A Persistent Map Implementation based on Hash Array Mapped Tries
Rust Python Shell
Latest commit 7bb893a Oct 25, 2016 @michaelwoerister Bump version

README.md

hamt-rs Build Status

A Hash Array Mapped Trie implementation based on the Ideal Hash Trees paper by Phil Bagwell. This is the persistent map datastructure used in Scala's and Clojure's standard libraries. The idea to use a special collision node to deal with hash collisions is taken from Clojure's implementation.

Usage

let mut map = HamtMap::new();

for i in range(0, size) {
    map = map.plus(i, i);
}

if map.find(&0) == Some(1) {
    ...
}

let (without_10, size_changed_10) = map.remove(&10);
let (without_20, size_changed_20) = map.remove(&20);

for (k, v) in map.iter() {
    ...
}

Performance

Looks pretty good so far, for a fully persistent data structure. The benchmarks below were done on a Core i7-4712MQ, with random numbers and the compile flags -C lto -C opt-level=3 -C target-feature=+popcnt.

Lookup

Times (in microseconds) for one thousand lookups in a collection with ELEMENT COUNT elements (where key and value types are u64).

ELEMENT COUNT HAMT HASHMAP
10 34 32
1000 49 37
100000 72 44

In percent over std::HashMap (less than 100% means faster, more means slower than std::HashMap).

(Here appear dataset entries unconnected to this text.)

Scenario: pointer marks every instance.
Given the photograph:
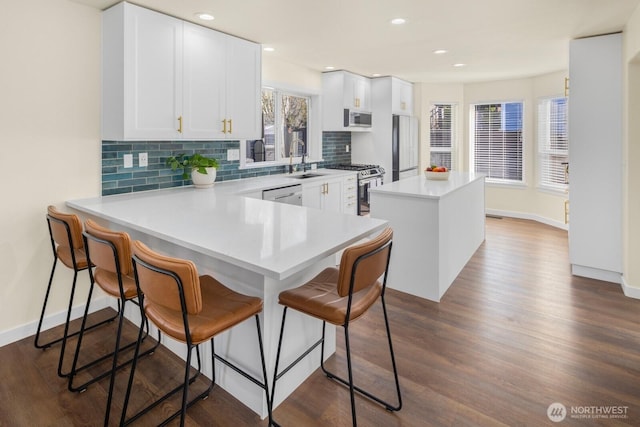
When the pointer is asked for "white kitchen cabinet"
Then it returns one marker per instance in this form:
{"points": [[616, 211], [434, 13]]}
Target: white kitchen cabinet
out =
{"points": [[595, 139], [142, 93], [343, 90], [323, 194], [401, 97], [166, 79], [350, 195], [221, 86], [244, 89]]}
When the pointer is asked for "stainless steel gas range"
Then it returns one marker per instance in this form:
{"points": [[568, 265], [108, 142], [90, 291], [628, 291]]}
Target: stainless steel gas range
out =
{"points": [[368, 176]]}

ELEMENT COUNT HAMT HASHMAP
10 106% 100%
1000 130% 100%
100000 160% 100%

The HAMT is in the same ballpark as the std::HashMap, even for larger collections. Also, LLVM unfortunately does not (yet) properly translate the cntpop intrinsic function (which could be just one CPU instruction on many architectures, but is translated to a much more expensive instruction sequence currently). As pointed out on reddit, properly configuring LLVM (e.g. by setting the target-cpu option) is necessary for it to issue the popcnt instruction.

Insertion

Times (in microseconds) for one thousand insertions into a collection with ELEMENT COUNT elements (again, key and value type is u64).

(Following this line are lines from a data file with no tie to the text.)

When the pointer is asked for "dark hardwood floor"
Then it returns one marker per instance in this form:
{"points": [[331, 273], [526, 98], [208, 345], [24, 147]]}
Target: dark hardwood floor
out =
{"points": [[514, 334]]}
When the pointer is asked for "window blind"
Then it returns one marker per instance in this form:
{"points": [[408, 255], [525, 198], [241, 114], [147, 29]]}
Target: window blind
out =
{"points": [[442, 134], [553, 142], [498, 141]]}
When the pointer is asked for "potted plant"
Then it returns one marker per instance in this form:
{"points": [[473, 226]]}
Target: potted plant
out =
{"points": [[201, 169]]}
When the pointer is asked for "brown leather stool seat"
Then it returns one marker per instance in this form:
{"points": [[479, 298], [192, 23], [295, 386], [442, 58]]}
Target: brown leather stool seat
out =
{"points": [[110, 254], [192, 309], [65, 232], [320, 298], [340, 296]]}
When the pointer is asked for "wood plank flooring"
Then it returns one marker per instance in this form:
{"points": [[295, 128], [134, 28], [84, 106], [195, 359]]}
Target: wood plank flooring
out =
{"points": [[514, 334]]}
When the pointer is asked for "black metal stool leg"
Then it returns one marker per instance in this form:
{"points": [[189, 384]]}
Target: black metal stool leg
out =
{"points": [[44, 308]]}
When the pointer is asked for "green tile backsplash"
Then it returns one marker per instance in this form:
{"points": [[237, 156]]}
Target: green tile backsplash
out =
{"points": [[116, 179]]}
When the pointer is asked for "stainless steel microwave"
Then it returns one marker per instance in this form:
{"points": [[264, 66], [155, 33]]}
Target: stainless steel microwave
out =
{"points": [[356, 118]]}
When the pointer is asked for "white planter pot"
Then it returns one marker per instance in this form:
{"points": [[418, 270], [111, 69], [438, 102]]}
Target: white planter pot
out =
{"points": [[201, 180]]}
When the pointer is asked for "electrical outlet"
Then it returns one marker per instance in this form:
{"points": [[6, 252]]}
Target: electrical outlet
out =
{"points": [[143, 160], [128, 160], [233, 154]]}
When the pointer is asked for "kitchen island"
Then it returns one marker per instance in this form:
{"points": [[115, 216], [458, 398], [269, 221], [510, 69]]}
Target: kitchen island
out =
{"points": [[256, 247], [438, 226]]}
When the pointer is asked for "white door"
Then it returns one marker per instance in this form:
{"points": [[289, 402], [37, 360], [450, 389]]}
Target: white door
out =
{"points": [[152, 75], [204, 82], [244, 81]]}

ELEMENT COUNT HAMT HASHMAP
10 133 48
1000 185 76
100000 1521 99

In percent over std::HashMap (less than 100% means faster, more means slower than std::HashMap).

ELEMENT COUNT HAMT HASHMAP
10 279% 100%
1000 242% 100%
100000 1537% 100%

As can be seen, the HAMT holds up pretty well against the non-persistent std::HashMap.